With a new practice facility to sell recruits, Wallace reshaped the school’s pitch. Ferentz praised Wallace’s efficiency and impact in just a short period of time.
“Seth is a go-getter, an aggressive guy, and I think he’s done a great job of reshaping some of the structure and the ways we’re doing things,” Ferentz said in 2015. “I feel like we’re really probably operating at an all‑time efficiency level from a recruiting standpoint internally. So hopefully that will show as we move forward.”
Wallace worked Wisconsin area and the Chicagoland hard. He established solid ties and earned a sterling reputation in recruiting circles.
“Seth Wallace, who I think the world of, I think he’s the best recruiter that comes through our school,” said Matt Bergan, athletics director at Waukesha (Wis.) Catholic Memorial. “This is probably the most trafficked school in the state besides Kimberly High School because of coach [Bill] Young’s track record. Everyone comes through here.”
Wallace also is known as a talented coach. In his second year as recruiting coordinator, he also worked with the cornerbacks. In 2016, when linebackers coach Jim Reid left to become Boston College’s defensive coordinator, Wallace replaced him.
Preseason All-American linebacker Josey Jewell called the move “an awesome transition” and labeled Wallace as “an amazing coach” because of his attention to detail.
“He exemplifies that and puts it out there for you to understand,” Jewell said. “He puts all these things up on the board and you’re just like, it’s brilliant at the basics and he’ll put up the letters and you’ll have to guess what the words go out as. He’s into that kind of that stuff.”
Wallace’s elevation to assistant defensive coordinator was a way for Ferentz to reward him.
“In his past, you’d see the leadership traits,” Ferentz said. “He’s one of the guys that looks for things to do. I can’t keep up with him. Those are good guys to have on your staff. He’s always throwing stuff on your desk. Not bull crap stuff, but good stuff to look at, contemplate and that type of thing.
“So, you know, there are some guys that are just doing that. They’re always thinking about the next move, they’re staying a step ahead without doing a haphazard job on what it is they’re supposed to be doing. So I just thought we’ve all been really impressed.”
Similar to Kirk Ferentz, Wallace keeps his commentary short when talking about himself. He likes Iowa but doesn’t marvel at the road he’s traveled. He just focuses on the task at hand.

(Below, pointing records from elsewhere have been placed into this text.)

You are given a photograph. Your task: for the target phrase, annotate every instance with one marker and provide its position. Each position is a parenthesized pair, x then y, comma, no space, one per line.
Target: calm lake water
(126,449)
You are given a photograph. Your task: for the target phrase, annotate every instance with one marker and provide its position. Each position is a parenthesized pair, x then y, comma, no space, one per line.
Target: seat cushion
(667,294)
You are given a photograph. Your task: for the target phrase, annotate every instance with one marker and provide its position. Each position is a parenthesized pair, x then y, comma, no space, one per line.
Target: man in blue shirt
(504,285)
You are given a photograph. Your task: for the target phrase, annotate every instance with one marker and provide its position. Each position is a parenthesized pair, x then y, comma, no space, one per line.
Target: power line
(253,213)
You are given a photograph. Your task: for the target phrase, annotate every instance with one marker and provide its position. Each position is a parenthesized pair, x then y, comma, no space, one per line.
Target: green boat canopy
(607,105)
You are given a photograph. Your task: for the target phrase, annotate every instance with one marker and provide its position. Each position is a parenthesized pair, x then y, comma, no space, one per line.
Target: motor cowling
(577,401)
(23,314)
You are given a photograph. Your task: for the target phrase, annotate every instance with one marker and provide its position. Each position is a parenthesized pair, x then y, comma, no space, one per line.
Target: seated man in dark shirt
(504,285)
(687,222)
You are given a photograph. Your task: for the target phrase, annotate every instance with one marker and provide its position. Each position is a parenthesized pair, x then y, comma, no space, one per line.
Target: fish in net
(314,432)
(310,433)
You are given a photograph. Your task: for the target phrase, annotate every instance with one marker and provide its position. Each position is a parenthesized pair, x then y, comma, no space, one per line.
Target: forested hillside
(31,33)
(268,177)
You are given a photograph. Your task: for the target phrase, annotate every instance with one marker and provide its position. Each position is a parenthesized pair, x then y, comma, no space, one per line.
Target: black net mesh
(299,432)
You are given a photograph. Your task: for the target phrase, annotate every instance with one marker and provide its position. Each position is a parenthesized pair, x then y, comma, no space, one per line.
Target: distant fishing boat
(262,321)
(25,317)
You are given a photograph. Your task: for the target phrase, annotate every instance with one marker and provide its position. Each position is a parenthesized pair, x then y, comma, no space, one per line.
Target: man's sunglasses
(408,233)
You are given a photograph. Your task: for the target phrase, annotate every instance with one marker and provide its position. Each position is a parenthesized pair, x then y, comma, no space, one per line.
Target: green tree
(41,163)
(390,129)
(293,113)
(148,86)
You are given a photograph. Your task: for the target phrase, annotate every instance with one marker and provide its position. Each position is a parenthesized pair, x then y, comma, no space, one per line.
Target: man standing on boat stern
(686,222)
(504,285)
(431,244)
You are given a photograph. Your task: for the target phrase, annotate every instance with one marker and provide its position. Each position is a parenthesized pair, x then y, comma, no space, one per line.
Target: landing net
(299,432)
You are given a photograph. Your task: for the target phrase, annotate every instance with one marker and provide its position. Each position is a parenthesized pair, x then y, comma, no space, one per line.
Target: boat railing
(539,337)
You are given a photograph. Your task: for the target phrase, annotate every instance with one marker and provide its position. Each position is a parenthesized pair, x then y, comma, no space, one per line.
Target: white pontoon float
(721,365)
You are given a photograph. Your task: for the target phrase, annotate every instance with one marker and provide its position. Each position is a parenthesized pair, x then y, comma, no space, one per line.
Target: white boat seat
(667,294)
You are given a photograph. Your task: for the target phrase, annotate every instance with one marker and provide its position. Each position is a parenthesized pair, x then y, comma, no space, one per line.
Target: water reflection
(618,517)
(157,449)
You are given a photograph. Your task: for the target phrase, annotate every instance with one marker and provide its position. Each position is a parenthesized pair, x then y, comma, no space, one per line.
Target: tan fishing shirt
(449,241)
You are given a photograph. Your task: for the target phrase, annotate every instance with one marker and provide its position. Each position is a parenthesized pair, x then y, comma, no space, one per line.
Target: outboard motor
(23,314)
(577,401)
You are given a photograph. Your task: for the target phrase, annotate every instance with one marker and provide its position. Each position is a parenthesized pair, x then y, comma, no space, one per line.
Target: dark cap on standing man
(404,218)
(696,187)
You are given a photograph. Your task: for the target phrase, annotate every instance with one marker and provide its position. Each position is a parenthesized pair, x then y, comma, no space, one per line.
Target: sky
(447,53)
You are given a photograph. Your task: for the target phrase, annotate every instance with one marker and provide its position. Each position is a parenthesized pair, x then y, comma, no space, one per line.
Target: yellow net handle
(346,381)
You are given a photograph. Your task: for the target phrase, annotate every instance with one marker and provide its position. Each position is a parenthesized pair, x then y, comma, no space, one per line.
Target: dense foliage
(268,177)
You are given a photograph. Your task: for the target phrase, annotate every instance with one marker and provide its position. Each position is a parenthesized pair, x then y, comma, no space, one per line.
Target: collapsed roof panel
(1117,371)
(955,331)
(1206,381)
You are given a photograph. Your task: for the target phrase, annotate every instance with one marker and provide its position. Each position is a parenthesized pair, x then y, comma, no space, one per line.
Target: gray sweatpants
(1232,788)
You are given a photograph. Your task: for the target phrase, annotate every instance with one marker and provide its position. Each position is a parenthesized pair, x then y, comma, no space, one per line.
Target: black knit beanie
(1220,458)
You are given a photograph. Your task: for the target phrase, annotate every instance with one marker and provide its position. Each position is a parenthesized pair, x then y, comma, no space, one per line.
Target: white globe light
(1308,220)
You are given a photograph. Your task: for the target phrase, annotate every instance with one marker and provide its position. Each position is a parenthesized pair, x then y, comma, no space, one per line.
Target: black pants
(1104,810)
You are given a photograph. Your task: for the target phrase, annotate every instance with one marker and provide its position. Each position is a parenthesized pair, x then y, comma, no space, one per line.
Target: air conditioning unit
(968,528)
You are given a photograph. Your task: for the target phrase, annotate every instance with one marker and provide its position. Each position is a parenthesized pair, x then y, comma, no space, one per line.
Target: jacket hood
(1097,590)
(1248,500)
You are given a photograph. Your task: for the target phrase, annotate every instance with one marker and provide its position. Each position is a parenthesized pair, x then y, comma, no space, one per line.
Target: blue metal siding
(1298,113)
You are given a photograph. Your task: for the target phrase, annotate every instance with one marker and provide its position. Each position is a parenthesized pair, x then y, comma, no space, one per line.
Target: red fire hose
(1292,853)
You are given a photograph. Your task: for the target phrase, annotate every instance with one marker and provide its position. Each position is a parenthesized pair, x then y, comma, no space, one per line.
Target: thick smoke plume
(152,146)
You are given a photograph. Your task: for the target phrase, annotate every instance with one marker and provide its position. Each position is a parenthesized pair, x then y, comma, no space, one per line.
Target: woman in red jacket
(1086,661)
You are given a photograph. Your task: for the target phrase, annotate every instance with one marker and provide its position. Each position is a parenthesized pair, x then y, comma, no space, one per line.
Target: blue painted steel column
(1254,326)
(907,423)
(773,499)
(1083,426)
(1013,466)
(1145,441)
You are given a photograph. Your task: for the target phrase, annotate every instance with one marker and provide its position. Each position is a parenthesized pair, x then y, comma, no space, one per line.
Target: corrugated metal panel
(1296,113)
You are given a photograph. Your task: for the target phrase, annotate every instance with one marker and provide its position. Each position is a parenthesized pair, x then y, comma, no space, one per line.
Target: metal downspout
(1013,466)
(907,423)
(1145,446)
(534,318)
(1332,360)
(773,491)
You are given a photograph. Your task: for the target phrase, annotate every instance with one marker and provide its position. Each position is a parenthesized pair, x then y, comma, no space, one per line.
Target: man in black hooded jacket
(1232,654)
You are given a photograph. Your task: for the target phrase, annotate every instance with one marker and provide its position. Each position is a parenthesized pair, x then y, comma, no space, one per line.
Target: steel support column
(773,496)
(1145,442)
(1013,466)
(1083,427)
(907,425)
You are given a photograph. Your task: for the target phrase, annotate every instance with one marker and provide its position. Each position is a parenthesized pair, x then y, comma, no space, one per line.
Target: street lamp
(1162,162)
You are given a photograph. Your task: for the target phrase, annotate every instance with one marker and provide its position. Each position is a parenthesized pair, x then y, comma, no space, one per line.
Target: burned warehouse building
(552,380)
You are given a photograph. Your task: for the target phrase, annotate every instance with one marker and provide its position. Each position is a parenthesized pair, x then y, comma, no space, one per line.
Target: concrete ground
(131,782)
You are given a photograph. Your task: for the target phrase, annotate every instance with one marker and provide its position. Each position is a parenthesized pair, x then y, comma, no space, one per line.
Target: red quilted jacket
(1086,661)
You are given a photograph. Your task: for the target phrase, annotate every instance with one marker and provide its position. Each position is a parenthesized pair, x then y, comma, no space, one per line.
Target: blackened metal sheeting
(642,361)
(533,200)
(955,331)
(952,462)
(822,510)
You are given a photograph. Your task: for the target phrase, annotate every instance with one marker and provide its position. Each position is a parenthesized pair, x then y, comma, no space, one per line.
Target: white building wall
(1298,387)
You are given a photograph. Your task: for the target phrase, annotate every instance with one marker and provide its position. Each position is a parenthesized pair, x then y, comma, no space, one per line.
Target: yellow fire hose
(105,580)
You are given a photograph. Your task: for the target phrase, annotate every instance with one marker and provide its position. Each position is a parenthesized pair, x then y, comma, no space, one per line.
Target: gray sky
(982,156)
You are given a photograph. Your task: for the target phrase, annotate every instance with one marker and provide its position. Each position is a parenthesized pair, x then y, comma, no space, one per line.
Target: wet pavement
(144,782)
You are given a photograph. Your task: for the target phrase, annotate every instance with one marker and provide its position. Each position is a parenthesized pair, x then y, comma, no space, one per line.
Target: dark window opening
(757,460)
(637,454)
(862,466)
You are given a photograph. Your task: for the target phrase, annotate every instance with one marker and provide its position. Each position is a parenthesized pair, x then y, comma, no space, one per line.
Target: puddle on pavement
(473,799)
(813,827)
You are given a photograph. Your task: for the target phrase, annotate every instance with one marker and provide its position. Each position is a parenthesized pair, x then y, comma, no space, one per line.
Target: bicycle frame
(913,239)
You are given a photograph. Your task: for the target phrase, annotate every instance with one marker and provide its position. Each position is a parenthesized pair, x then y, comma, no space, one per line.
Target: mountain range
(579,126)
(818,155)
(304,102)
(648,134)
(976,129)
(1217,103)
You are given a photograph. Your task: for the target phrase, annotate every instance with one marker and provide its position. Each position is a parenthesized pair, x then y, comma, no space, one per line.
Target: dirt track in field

“I’m certainly very appreciative of where I’m at,” Wallace said. “My father certainly was a coach, so it was something I wanted to get into. But I had no plans of being here or being in this position. But certainly I’m thankful that I had the opportunity here eight years ago to be a graduate assistant for Norm Parker and then have the opportunity to come back four years ago.”
With his previous experience as a coordinator and his leadership skills, Wallace has potential to become a Division I defensive coordinator or head coach. Ferentz remained upbeat about Wallace’s prospects.
“As far as the future,” Ferentz said, “he’s an excellent coach, and I’m really pleased he’s on our staff. All of us are.”